SLICES, a scientific instrument for the networking community
Serge Fdida, Nikos Makris, Thanasis Korakis, Raffaele Bruno, Andrea Passarella, Panayiotis Andreou, Bartosz Belter, Cedric Crettaz, Walid Dabbous, Yuri Demchenko, Raymond Knopp
TL;DR
The paper addresses the fragmentation of experimental networking research by proposing SLICES as a formal European scientific instrument under the ESFRI framework. It outlines a design-driven approach grounded in SDN/NFV, network slicing, disaggregation, and FAIR data management, and demonstrates these principles through a 5G-inspired use case that encompasses disaggregated RAN/CN, MEC, and cloud-native orchestration. The authors detail architecture guidelines, the integrated research life cycle aligned with EOSC, and interoperability mechanisms, illustrating how SLICES can enable reproducible, scalable experiments across multiple European sites.
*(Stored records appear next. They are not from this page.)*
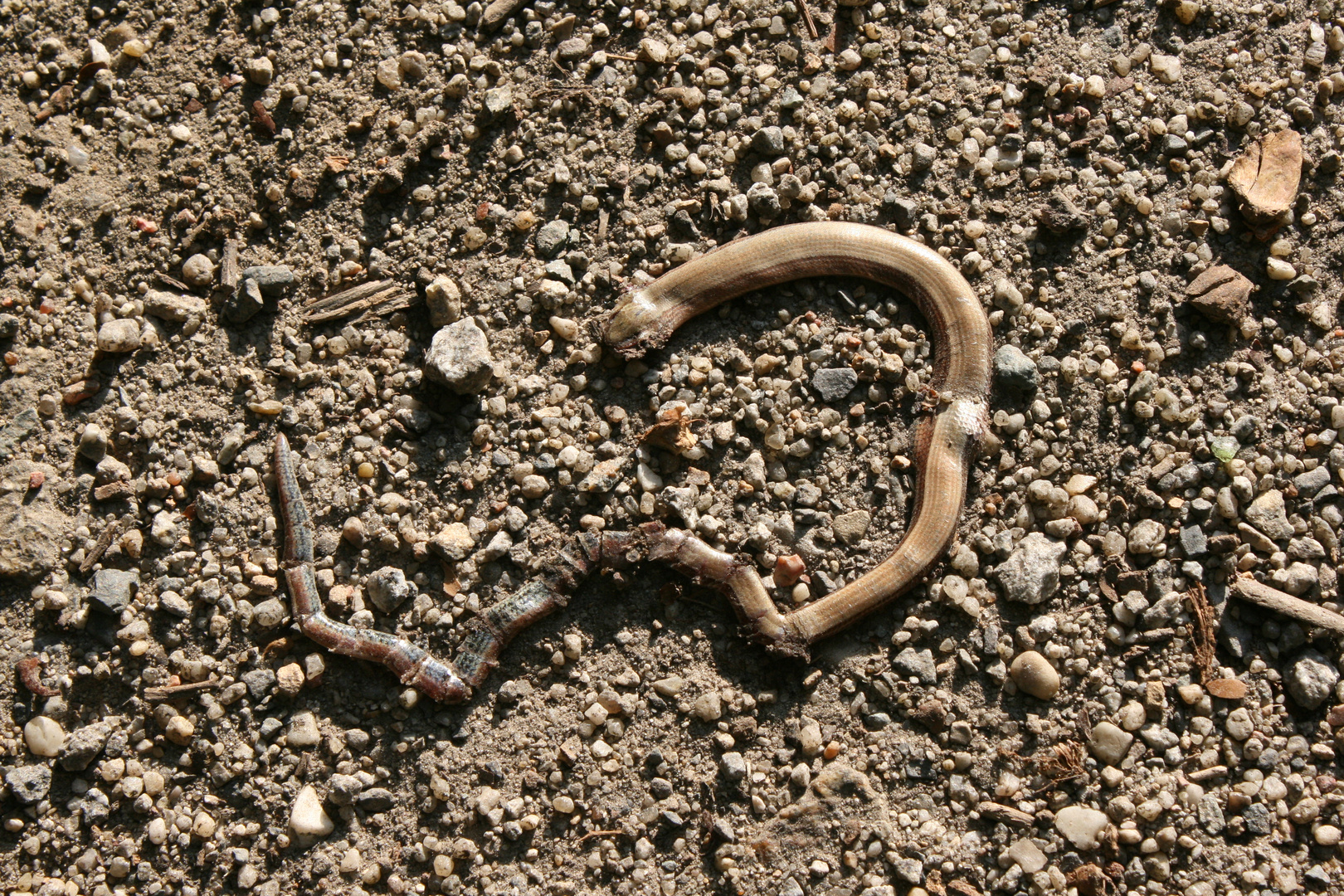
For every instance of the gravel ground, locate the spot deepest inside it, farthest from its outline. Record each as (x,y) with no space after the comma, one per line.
(1071,704)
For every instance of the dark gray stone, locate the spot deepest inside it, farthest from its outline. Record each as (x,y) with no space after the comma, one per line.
(877,720)
(767,141)
(734,767)
(905,212)
(552,238)
(1014,370)
(28,783)
(344,789)
(84,744)
(375,800)
(916,664)
(1194,543)
(1211,815)
(834,383)
(1308,484)
(273,280)
(1259,822)
(260,683)
(245,304)
(388,589)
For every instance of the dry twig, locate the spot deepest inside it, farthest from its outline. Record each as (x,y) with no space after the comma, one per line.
(374,299)
(1249,589)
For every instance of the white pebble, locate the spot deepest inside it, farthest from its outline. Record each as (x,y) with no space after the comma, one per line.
(308,817)
(45,737)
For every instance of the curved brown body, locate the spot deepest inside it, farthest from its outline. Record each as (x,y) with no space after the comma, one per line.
(944,444)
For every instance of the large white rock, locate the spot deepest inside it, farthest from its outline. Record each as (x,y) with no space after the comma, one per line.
(308,817)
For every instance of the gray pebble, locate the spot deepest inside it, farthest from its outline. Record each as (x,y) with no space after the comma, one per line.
(834,383)
(552,238)
(916,664)
(273,280)
(28,783)
(119,336)
(460,358)
(1311,680)
(113,589)
(1031,571)
(1014,370)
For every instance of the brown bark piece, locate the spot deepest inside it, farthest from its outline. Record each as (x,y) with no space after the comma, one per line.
(1220,295)
(1226,688)
(1265,178)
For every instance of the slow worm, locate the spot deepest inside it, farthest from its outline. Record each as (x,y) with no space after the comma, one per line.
(945,444)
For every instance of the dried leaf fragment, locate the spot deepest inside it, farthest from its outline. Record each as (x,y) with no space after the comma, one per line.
(1222,295)
(672,429)
(1265,178)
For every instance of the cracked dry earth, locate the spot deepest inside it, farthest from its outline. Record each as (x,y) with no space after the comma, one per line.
(1074,703)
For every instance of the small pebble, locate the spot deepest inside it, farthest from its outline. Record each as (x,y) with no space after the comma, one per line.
(1035,676)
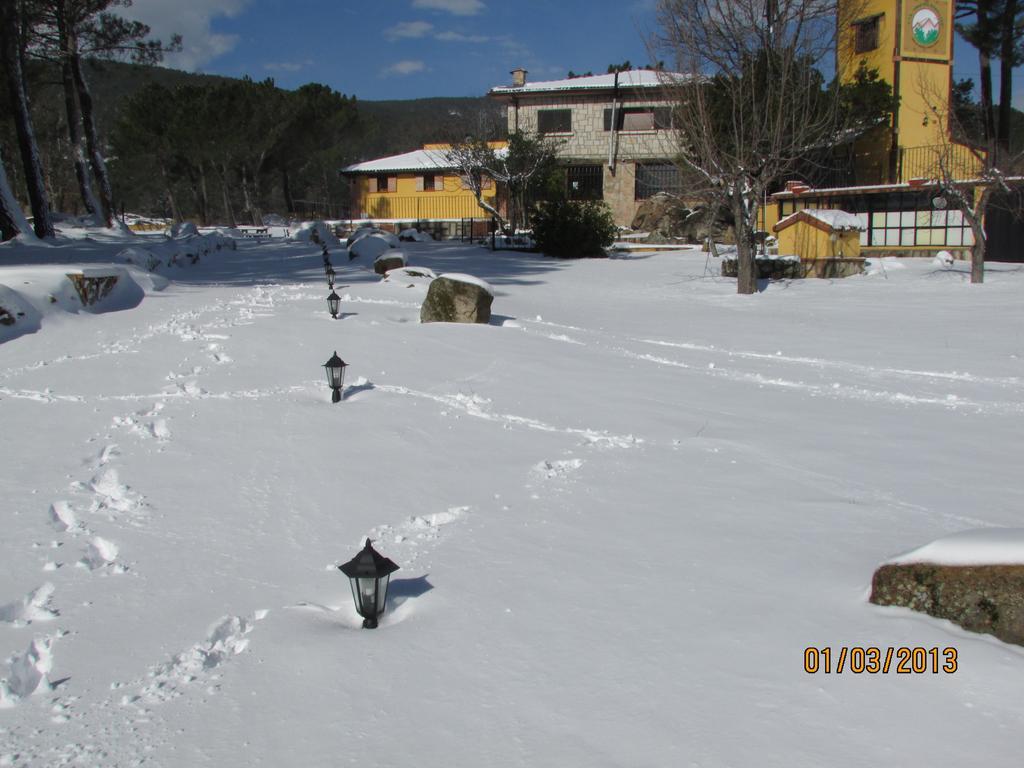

The work highlights the practical significance of a shared, programmable testbed infrastructure for accelerating radical and incremental innovations in future digital infrastructures and beyond-5G/6G research.
Abstract
A science is defined by a set of encyclopedic knowledge related to facts or phenomena following rules or evidenced by experimentally-driven observations. Computer Science and in particular computer networks is a relatively new scientific domain maturing over years and adopting the best practices inherited from more fundamental disciplines. The design of past, present and future networking components and architectures have been assisted, among other methods, by experimentally-driven research and in particular by the deployment of test platforms, usually named as testbeds. However, often experimentally-driven networking research used scattered methodologies, based on ad-hoc, small-sized testbeds, producing hardly repeatable results. We believe that computer networks needs to adopt a more structured methodology, supported by appropriate instruments, to produce credible experimental results supporting radical and incremental innovations. This paper reports lessons learned from the design and operation of test platforms for the scientific community dealing with digital infrastructures. We introduce the SLICES initiative as the outcome of several years of evolution of the concept of a networking test platform transformed into a scientific instrument. We address the challenges, requirements and opportunities that our community is facing to manage the full research-life cycle necessary to support a scientific methodology.